Namens de verdachte is tegen voormeld vonnis hoger beroep ingesteld.

Ontvankelijkheid van de verdachte in het hoger beroep

De raadsvrouw mr. G.W. Mettendaf, die op de eerdere zitting van het hof van 30 augustus 2018 als gemachtigd raadsvrouw is verschenen, heeft blijkens telefonische mededeling het ingestelde beroep tegen het vonnis van de politierechter in de rechtbank Amsterdam 31 oktober 2017 en de eerder opgegeven bezwaren tegen de straf ingetrokken.
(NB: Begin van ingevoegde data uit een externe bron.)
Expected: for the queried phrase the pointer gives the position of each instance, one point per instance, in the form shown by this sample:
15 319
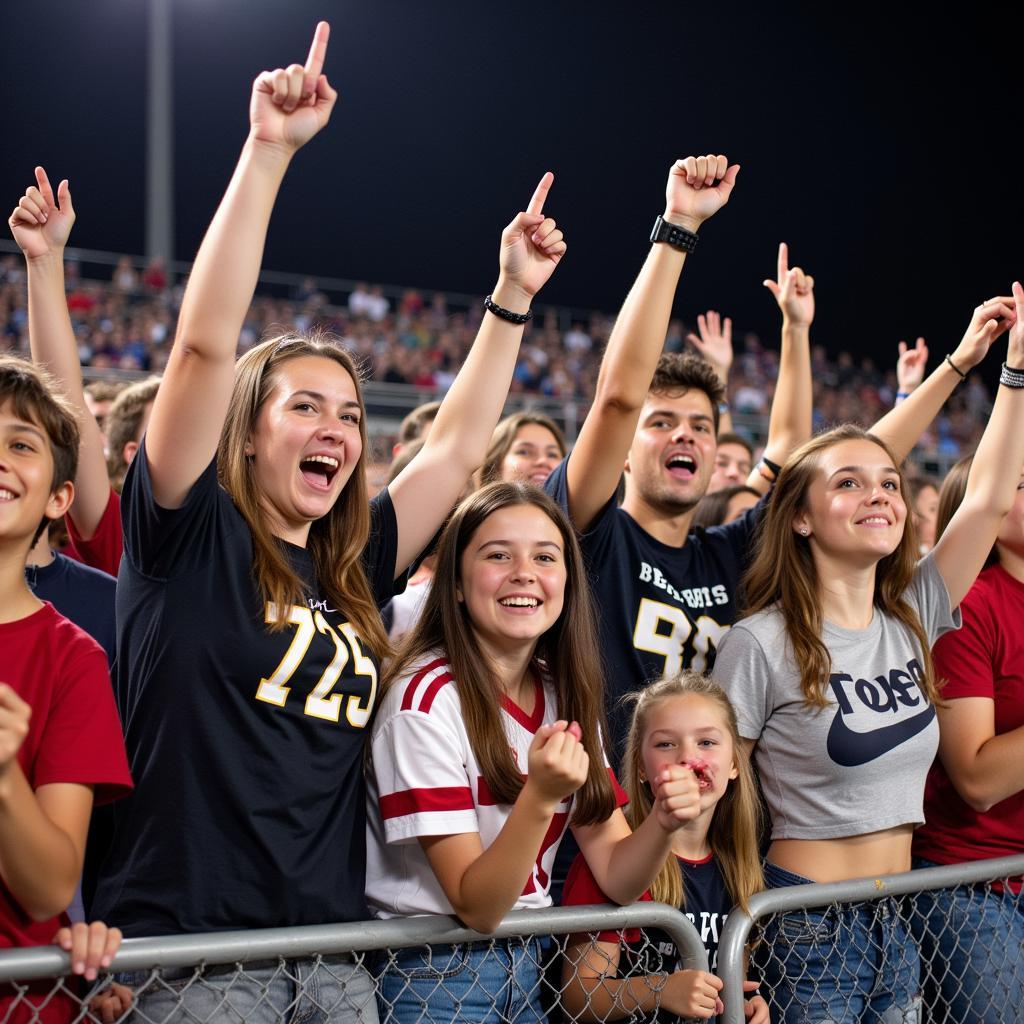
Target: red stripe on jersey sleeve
410 694
433 689
449 798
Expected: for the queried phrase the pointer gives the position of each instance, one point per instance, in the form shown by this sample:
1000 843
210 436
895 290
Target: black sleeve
382 549
166 543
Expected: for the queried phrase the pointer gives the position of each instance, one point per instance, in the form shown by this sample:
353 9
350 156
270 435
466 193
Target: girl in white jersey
487 745
249 633
832 678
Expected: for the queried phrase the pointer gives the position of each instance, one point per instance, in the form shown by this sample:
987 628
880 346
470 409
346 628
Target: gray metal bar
295 943
735 935
160 135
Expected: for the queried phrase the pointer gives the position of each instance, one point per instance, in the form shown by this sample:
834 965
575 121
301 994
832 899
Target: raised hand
557 763
794 290
90 946
39 223
289 105
532 245
14 715
714 342
692 993
910 366
988 322
697 188
677 797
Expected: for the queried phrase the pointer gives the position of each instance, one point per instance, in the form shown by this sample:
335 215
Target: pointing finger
541 193
317 53
783 261
44 186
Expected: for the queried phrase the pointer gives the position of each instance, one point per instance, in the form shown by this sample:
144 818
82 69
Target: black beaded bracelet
502 313
956 370
1012 377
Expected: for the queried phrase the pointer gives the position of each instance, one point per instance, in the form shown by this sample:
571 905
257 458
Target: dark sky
884 145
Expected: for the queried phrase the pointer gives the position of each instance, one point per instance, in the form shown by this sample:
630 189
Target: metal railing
423 969
951 936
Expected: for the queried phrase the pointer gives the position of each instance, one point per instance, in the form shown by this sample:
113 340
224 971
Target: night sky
884 146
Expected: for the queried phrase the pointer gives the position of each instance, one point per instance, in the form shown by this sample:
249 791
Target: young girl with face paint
714 863
487 748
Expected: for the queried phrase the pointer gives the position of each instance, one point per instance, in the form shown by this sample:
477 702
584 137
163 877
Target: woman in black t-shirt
254 564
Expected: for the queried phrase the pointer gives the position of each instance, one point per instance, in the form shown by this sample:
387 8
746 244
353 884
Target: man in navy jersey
664 599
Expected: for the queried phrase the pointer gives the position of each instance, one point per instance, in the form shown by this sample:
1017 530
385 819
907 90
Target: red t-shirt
985 658
74 736
102 550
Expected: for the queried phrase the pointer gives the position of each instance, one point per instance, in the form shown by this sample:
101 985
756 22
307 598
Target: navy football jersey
246 744
659 608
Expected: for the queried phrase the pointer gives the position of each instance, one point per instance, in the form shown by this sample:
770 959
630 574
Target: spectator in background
99 397
733 462
126 423
726 505
524 446
974 799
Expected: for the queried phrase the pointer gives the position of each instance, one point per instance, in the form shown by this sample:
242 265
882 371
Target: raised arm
901 428
41 225
288 108
426 491
910 369
714 343
790 422
697 187
991 484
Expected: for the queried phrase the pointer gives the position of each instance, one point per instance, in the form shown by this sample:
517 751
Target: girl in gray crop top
830 671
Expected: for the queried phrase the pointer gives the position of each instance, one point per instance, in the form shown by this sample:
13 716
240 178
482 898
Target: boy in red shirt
60 742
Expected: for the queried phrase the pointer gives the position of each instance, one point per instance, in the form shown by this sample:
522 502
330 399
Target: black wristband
1012 377
956 370
679 238
502 313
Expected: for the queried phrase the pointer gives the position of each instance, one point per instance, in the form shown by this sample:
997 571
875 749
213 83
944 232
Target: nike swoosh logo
851 749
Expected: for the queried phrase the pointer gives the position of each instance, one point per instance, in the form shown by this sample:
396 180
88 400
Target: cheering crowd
515 669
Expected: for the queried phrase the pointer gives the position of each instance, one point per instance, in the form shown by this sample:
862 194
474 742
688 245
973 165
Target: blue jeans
854 964
972 942
323 991
498 980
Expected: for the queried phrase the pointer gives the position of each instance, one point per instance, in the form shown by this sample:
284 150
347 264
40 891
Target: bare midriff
886 852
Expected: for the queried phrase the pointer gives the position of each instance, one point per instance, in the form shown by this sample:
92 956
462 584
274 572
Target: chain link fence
540 966
941 944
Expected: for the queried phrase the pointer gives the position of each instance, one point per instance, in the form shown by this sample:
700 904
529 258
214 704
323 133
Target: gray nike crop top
857 765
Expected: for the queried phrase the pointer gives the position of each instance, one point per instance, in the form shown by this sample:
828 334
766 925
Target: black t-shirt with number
706 902
659 608
246 744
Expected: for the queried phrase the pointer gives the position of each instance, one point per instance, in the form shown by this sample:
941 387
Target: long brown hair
336 540
782 571
735 825
504 437
566 653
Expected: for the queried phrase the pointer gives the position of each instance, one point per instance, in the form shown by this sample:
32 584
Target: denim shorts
972 942
324 990
496 980
849 964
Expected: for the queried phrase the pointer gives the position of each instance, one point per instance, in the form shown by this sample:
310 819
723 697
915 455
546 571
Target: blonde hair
337 540
736 822
782 571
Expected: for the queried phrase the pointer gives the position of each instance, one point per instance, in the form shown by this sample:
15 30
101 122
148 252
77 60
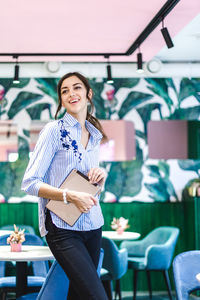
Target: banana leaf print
23 100
163 189
48 86
124 179
189 88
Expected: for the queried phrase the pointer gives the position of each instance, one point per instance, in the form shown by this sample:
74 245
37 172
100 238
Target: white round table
5 232
28 253
126 235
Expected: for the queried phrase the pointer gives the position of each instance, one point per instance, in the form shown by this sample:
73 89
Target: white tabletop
28 253
126 235
5 232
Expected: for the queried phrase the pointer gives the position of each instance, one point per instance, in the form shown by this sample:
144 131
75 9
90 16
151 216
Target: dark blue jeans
78 254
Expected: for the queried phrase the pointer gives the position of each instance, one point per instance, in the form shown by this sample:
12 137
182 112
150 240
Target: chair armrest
134 248
159 257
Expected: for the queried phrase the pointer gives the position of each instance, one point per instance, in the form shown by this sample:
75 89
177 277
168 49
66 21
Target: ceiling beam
163 12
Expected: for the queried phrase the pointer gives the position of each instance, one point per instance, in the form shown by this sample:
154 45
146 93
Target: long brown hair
94 121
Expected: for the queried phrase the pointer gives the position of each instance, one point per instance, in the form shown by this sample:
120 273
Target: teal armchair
186 266
152 253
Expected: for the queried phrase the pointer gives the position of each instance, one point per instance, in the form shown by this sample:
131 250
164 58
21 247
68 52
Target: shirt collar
70 120
94 132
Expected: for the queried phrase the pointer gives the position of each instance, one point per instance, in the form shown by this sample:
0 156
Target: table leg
21 278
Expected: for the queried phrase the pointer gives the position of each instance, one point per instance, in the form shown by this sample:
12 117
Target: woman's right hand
83 201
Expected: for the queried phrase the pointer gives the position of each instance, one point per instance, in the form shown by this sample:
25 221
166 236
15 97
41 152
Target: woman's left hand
97 175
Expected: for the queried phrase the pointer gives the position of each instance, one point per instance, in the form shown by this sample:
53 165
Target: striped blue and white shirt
58 151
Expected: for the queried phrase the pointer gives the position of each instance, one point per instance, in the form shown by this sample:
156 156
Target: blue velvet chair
186 266
115 265
56 284
39 269
152 253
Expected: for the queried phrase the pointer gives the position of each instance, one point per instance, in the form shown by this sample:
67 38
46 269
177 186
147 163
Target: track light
16 74
166 36
109 74
139 62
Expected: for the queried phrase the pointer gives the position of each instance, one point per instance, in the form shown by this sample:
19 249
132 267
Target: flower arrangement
120 224
17 236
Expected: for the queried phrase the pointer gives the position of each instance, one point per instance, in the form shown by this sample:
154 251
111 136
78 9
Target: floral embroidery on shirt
68 142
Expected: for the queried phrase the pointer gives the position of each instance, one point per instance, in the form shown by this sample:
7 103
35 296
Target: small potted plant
120 224
16 239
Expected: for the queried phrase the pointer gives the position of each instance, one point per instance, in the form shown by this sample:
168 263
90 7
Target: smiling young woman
63 145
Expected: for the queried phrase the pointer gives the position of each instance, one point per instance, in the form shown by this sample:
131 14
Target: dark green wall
143 217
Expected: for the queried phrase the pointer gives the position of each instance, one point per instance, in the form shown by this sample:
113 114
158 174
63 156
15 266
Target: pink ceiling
85 26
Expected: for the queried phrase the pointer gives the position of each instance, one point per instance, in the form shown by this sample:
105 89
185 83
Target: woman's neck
81 119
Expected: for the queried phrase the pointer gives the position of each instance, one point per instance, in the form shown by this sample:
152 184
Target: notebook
78 182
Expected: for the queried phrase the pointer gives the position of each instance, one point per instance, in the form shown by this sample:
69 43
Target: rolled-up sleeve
41 159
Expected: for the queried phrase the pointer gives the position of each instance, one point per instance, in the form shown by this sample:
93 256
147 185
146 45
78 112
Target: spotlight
109 75
166 36
139 63
16 75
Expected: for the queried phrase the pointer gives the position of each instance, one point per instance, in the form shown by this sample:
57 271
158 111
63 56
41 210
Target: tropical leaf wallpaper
135 99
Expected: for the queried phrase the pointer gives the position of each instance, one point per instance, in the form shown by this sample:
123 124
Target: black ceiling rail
159 17
163 12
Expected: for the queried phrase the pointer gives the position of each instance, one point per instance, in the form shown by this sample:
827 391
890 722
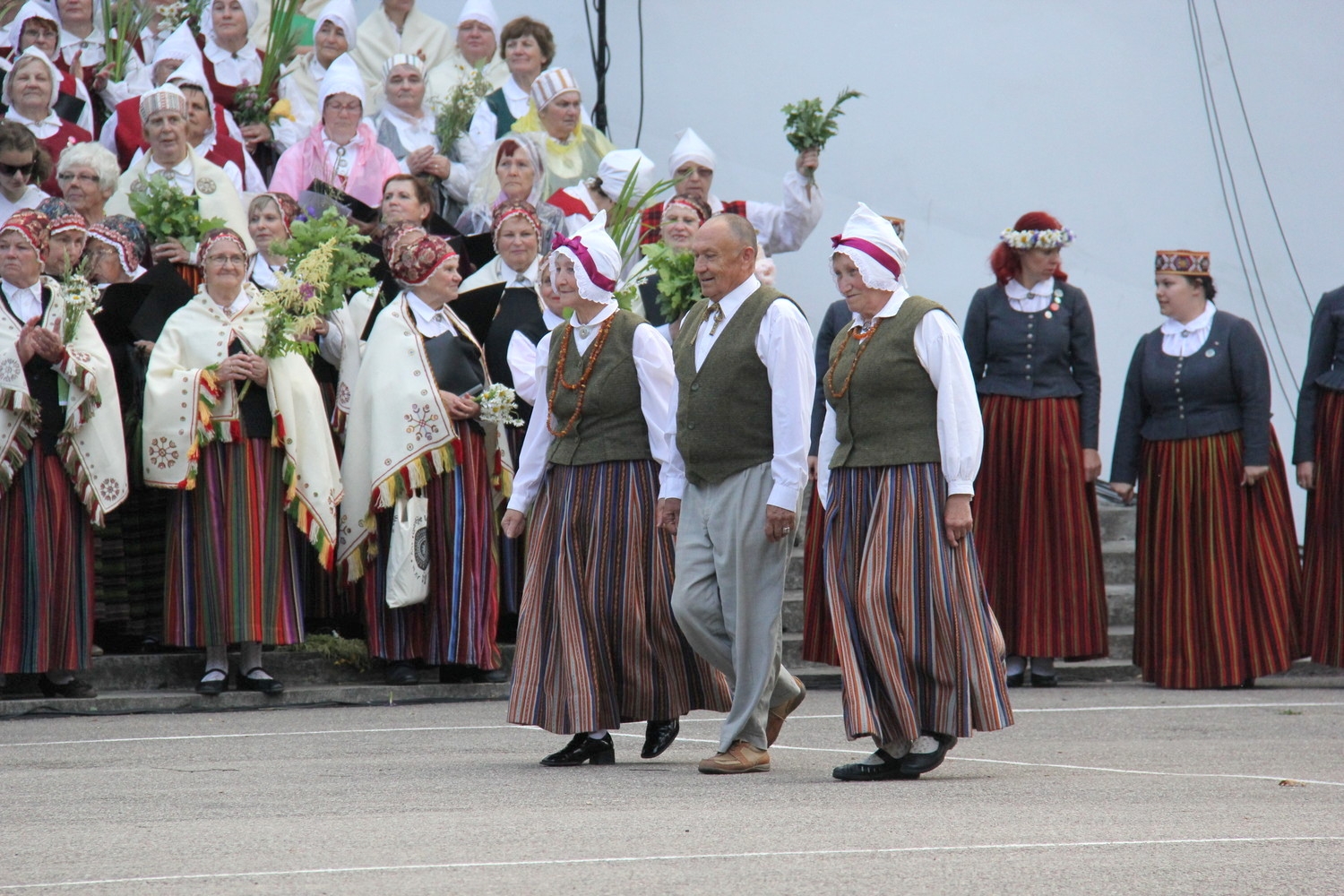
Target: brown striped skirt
597 643
46 570
1322 568
457 622
1037 530
233 552
1218 581
919 649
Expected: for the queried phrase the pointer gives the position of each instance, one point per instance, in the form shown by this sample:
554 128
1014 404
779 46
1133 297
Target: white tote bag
408 556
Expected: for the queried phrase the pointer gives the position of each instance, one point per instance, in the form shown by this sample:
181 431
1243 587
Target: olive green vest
723 418
612 425
889 414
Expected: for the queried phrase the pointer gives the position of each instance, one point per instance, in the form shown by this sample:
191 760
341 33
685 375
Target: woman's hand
1306 474
513 524
1091 465
172 252
956 519
460 408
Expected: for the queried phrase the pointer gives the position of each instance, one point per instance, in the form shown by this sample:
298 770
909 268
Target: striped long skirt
919 649
1037 530
46 570
819 641
457 622
1218 581
233 552
597 643
1322 568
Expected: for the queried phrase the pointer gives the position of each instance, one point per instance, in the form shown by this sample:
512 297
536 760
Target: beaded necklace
862 335
581 387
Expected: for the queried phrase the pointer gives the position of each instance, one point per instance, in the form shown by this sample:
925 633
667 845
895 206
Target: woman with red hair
1034 354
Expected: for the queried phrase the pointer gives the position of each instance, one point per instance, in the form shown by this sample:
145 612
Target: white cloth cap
876 230
616 167
343 13
604 254
180 45
34 53
550 85
481 11
691 148
341 77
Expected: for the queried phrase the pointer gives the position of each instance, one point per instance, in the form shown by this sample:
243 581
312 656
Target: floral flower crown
1037 238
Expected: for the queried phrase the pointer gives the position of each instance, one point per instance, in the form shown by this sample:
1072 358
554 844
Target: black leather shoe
659 737
260 685
583 748
212 688
889 770
73 689
917 763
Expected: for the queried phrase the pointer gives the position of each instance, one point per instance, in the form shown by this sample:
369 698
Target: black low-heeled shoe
599 751
918 763
260 685
889 770
659 737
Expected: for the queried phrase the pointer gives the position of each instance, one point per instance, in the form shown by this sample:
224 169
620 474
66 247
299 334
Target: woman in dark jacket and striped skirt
1319 452
597 645
919 650
1218 579
1034 354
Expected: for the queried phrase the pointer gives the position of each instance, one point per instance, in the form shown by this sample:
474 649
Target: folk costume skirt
819 641
457 622
597 643
46 570
1322 568
1218 582
919 649
1037 530
233 551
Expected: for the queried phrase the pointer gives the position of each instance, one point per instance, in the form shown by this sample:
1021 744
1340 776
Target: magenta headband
871 250
580 250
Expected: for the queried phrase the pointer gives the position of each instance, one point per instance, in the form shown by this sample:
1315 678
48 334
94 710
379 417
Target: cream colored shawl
398 435
185 406
91 444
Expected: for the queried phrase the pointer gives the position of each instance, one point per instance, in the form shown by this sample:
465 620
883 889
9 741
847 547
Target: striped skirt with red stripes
597 643
233 552
1322 568
1217 575
819 640
46 570
1037 530
457 622
919 649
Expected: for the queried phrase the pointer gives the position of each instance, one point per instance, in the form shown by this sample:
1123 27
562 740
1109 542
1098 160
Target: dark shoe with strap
659 737
599 751
918 763
268 686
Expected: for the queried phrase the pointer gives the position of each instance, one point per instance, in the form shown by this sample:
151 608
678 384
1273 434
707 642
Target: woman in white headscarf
597 642
921 654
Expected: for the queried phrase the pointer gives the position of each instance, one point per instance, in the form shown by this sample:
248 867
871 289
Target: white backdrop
978 112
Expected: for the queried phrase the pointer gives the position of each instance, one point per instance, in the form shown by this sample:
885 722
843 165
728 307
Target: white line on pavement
613 860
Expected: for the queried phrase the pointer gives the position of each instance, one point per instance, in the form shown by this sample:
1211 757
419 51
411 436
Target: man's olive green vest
889 414
612 426
723 418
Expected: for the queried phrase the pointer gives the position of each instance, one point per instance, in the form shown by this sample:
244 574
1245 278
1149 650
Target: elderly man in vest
739 417
164 116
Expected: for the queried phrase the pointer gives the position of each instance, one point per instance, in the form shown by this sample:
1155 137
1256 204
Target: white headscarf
691 148
602 255
882 247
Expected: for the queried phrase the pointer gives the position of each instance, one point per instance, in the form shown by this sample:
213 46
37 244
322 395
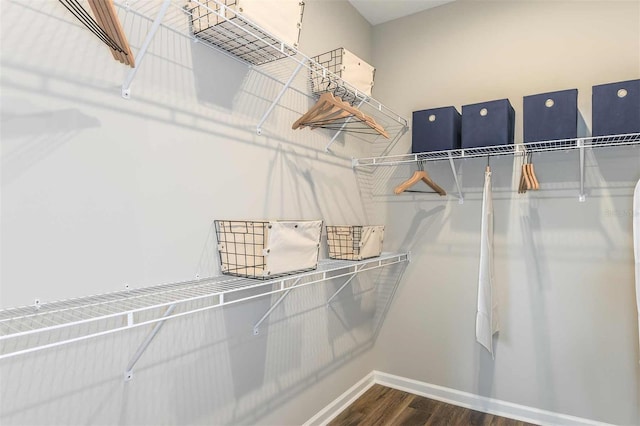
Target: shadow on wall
30 134
215 84
206 368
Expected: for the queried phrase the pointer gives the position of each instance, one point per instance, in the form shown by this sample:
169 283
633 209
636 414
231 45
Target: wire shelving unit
246 41
516 150
42 326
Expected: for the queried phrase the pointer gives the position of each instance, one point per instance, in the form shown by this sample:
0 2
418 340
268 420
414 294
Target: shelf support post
455 177
128 374
326 148
277 99
256 328
582 197
126 86
353 275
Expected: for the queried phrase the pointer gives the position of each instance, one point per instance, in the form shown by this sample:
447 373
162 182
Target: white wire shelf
514 149
519 150
246 41
41 326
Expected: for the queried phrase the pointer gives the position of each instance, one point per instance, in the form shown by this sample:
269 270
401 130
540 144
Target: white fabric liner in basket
292 246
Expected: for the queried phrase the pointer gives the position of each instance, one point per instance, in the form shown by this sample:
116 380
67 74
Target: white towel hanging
636 243
487 313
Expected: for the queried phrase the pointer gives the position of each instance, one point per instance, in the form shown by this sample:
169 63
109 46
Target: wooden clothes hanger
329 109
419 175
528 178
107 17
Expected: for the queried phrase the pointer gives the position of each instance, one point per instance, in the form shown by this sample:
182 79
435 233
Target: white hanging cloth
487 314
636 243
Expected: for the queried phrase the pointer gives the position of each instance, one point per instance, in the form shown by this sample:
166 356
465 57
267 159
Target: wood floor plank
388 408
382 406
412 417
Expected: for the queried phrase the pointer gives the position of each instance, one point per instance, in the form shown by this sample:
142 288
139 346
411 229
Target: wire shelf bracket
279 96
126 86
128 374
353 275
256 328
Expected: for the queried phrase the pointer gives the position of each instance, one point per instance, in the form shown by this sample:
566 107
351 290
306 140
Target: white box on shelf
282 19
355 242
345 65
267 249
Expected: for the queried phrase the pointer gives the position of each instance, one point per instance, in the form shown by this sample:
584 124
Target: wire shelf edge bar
514 149
23 322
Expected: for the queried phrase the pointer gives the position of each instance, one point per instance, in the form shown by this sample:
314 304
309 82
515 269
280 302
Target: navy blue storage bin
551 116
488 123
435 129
616 108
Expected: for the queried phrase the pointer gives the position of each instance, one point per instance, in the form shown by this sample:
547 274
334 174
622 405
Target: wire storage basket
355 242
256 31
344 65
267 249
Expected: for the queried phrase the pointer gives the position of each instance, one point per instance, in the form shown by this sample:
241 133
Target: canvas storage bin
267 249
551 116
345 65
616 108
435 129
281 19
355 242
488 123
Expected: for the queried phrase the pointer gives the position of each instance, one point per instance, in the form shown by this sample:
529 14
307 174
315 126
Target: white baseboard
338 405
450 396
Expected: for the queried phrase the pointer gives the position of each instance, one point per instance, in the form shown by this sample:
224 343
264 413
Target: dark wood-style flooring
385 406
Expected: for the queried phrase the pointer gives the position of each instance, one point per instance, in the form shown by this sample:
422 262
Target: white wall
98 191
564 270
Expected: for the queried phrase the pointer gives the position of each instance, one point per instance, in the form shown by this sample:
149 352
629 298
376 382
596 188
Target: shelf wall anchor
256 328
126 86
277 99
128 374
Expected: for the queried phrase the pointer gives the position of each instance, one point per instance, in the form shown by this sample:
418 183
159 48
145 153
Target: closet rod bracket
455 177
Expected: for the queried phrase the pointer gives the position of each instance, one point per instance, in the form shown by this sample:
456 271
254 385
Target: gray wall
564 270
98 191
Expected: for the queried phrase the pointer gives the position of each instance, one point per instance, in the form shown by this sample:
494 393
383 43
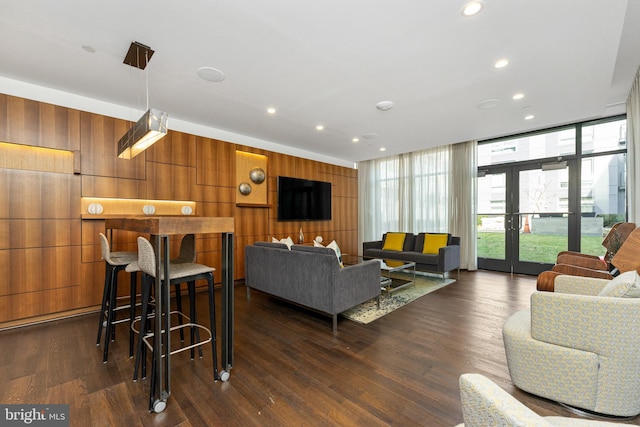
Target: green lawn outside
534 247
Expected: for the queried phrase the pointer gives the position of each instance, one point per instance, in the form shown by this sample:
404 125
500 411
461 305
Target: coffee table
387 266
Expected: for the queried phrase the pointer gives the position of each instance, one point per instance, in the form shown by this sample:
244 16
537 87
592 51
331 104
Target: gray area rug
368 311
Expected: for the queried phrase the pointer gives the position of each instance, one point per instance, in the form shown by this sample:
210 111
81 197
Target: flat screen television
303 199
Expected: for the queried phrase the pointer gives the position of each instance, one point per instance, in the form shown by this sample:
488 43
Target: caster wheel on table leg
159 405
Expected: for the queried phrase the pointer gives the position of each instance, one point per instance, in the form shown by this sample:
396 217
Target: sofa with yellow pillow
432 252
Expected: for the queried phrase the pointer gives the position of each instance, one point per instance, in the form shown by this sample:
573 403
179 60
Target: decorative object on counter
257 175
95 209
251 179
149 209
152 126
245 188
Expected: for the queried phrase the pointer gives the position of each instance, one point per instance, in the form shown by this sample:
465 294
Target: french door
525 216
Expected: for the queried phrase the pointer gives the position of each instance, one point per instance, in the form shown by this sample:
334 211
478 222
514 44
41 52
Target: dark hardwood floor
289 369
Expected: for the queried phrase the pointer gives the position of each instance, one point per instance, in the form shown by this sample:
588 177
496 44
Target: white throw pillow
333 245
626 285
288 241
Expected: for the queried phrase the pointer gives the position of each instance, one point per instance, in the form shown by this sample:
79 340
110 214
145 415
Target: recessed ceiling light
501 63
487 104
384 105
472 8
211 74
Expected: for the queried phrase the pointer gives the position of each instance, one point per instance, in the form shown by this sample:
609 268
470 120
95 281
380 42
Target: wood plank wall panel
176 148
102 186
99 157
58 254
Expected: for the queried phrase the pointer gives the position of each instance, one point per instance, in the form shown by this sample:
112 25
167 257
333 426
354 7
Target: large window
570 206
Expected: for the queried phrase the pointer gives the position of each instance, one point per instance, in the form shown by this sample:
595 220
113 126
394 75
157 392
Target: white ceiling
329 62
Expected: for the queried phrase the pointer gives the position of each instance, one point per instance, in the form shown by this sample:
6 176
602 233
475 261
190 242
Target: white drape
430 190
633 151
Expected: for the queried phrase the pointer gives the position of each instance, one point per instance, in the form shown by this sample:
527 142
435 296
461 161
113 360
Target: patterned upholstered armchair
579 347
485 404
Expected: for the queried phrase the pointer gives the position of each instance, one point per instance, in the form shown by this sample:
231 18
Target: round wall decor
245 188
257 175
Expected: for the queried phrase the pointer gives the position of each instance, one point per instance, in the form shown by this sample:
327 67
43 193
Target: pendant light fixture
152 126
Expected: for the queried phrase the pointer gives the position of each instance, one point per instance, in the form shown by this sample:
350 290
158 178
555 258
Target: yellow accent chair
578 347
485 404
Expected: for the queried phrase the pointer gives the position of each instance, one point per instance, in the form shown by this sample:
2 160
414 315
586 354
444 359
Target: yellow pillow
433 242
394 241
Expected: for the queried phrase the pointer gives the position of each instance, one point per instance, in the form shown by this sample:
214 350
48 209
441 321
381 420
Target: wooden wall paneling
34 123
39 303
99 153
251 222
215 162
40 223
33 269
41 159
224 209
244 164
101 186
30 233
176 148
169 182
28 194
281 164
Het hof verstaat dit aldus dat de verdachte geen belang meer hecht aan voortzetting van de behandeling van de strafzaak in hoger beroep.
Op grond van het vorenstaande en gehoord de advocaat-generaal is het hof van oordeel dat de verdachte, nu ook overigens niet is gebleken van enig rechtens te beschermen belang dat is gediend met de voortgezette behandeling van de zaak, gelet op het bepaalde in artikel 416, tweede lid, van het Wetboek van Strafvordering, niet-ontvankelijk zal worden verklaard in het ingestelde hoger beroep.

BESLISSING

Het hof:
Verklaart de verdachte niet-ontvankelijk in het hoger beroep.
Dit arrest is gewezen door de meervoudige strafkamer van het gerechtshof Amsterdam, waarin zitting hadden en mr. M.J.A. Duker, mr. M.J.A. Plaisier en mr. R.D. van Heffen in tegenwoordigheid van
S. Vriend, griffier, en is uitgesproken op de openbare terechtzitting van dit gerechtshof van
6 november 2018.
Mr. M.J.A. Plaisier is buiten staat dit arrest mede te ondertekenen.